Linux is often mentioned as a reliable server platform. In the last few days I got two error messages from users that really caused confusion:

The first case is running a large GAMS job, that terminates with:

*** Error: Could not spawn gamscmex, rc = 1
gams: Could not spawn gamscmex, rc = 1

After asking more questions and running a small GAMS test model that allocates > 2 GB, we could conclude the server is running out of memory and the OS starts to kill some large processes, gamscmex being one of them. The message is of course not very informative. May be perror/strerror would have given a better message.

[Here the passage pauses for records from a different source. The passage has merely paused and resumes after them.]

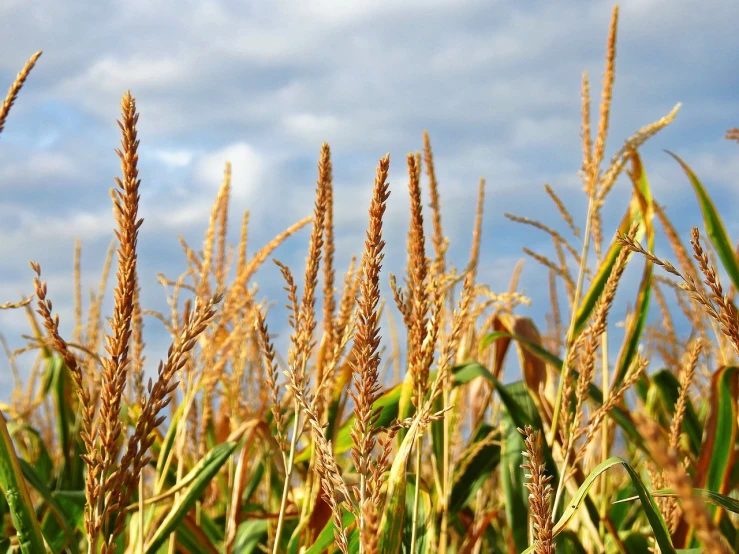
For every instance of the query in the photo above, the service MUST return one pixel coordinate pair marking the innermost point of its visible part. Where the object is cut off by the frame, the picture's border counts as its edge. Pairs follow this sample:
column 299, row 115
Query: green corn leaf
column 633, row 214
column 513, row 480
column 326, row 536
column 250, row 535
column 30, row 538
column 475, row 469
column 643, row 195
column 718, row 449
column 65, row 537
column 393, row 517
column 714, row 226
column 198, row 479
column 659, row 528
column 618, row 415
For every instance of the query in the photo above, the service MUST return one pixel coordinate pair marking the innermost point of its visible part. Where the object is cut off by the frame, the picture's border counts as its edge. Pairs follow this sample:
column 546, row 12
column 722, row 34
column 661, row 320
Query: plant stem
column 288, row 475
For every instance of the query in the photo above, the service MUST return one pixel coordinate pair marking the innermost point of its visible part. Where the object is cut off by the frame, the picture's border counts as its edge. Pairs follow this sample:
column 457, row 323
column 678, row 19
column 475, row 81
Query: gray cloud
column 263, row 84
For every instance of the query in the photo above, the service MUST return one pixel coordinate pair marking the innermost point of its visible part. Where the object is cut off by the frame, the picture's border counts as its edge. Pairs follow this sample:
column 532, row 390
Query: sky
column 264, row 84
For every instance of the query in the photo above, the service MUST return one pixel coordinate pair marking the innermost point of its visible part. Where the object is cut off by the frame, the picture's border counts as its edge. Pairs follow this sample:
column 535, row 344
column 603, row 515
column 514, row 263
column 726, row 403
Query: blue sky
column 263, row 84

Apparently Linux needs to get rid of processes now and then. Not thinking this through I would think it would be better if it would not kill a process but rather does not parcel out new memory to user processes (i.e. let the malloc fail as soon as memory is exhausted, instead of giving out more memory than you have). Well, anyway. It seems that candidates are processes that started recently but with lots of memory requirements (http://linux-mm.org/OOM_Killer). Here is more info about why: http://lwn.net/Articles/317814/; Linux seems to allow over-committing memory by default. One of the reasons is the fork system call: this can often cause larger memory requests than actually needed – think about a large process spawning a small process, hence the invention of allowing this over-commitment. (Here is a funny analog: http://lwn.net/Articles/104185/).

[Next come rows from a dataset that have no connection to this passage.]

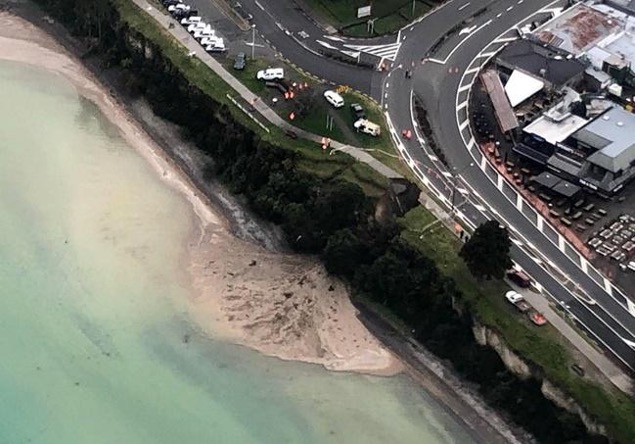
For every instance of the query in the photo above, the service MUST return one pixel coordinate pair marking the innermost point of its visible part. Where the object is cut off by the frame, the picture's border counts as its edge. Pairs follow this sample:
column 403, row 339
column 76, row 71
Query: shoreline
column 282, row 305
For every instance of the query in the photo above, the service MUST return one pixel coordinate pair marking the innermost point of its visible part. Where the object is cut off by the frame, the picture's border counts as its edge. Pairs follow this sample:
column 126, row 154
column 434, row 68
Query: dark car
column 242, row 13
column 240, row 61
column 357, row 111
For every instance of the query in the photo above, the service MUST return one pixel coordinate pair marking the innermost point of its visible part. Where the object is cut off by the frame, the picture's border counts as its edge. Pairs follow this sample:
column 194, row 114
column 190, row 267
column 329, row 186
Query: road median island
column 543, row 350
column 288, row 180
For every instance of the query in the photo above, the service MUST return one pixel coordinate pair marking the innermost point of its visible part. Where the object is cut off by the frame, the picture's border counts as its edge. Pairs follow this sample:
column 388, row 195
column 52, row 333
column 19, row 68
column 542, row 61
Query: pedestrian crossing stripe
column 388, row 52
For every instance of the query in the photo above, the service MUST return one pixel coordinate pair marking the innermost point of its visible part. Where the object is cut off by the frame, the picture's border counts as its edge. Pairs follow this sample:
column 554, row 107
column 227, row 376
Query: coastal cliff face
column 384, row 268
column 513, row 362
column 487, row 337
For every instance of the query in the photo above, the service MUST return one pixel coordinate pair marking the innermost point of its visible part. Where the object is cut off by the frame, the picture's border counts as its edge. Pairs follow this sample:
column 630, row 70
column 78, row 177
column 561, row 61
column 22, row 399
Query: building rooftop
column 579, row 28
column 612, row 135
column 543, row 63
column 554, row 131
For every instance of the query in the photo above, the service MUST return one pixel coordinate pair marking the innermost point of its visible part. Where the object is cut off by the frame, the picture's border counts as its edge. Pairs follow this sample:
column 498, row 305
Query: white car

Here is another one. When gdxls encounters an error (in this case the properties file was not available or incorrectly named) it will print a Java stack trace. Well, in some cases a user saw:

GDXLS V 0.3, Amsterdam Optimization (c) 2008-2010

spcolprop.txt (No such file or directory)

Exception in thread "main" java.lang.NullPointerException
*** Got java.lang.NullPointerException while trying to print stack trace.

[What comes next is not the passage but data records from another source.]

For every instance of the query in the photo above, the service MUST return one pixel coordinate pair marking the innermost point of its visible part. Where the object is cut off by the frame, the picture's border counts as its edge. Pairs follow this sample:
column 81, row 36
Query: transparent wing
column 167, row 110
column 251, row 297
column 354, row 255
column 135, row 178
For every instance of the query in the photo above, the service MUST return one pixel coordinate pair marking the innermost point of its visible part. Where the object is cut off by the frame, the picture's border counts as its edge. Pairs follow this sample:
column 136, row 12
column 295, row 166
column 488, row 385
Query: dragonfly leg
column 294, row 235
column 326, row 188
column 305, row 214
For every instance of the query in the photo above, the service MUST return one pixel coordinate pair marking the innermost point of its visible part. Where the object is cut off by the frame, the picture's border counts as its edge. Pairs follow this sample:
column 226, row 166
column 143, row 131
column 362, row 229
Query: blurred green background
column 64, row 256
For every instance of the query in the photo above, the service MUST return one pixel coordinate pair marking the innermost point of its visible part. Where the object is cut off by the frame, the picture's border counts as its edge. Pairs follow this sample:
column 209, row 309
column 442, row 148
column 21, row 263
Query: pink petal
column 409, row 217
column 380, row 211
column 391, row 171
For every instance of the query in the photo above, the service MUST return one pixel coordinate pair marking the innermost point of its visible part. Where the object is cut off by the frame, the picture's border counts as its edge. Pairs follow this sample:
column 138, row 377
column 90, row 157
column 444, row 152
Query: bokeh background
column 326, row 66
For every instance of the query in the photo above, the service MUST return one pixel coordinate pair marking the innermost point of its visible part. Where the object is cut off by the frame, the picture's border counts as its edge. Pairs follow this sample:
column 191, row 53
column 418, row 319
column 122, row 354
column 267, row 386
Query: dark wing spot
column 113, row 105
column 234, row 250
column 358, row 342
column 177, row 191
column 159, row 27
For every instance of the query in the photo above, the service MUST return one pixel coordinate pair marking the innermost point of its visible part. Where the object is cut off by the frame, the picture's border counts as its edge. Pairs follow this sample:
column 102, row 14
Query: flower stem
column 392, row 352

I suspect somehow a problem in the Java runtime here.

Good error messages are very important and can really reduce support costs. Error messages are issued when the user is possibly doing something wrong. Confusing an already confused user by a confusing error message only increases the confusion. The messages mentioned in this post are a good example of the indirect cost of lousy messages: users email the problem, even I don’t understand what is happening, and a lot of back-and-forth is needed before we can (approximately) conclude what is going on.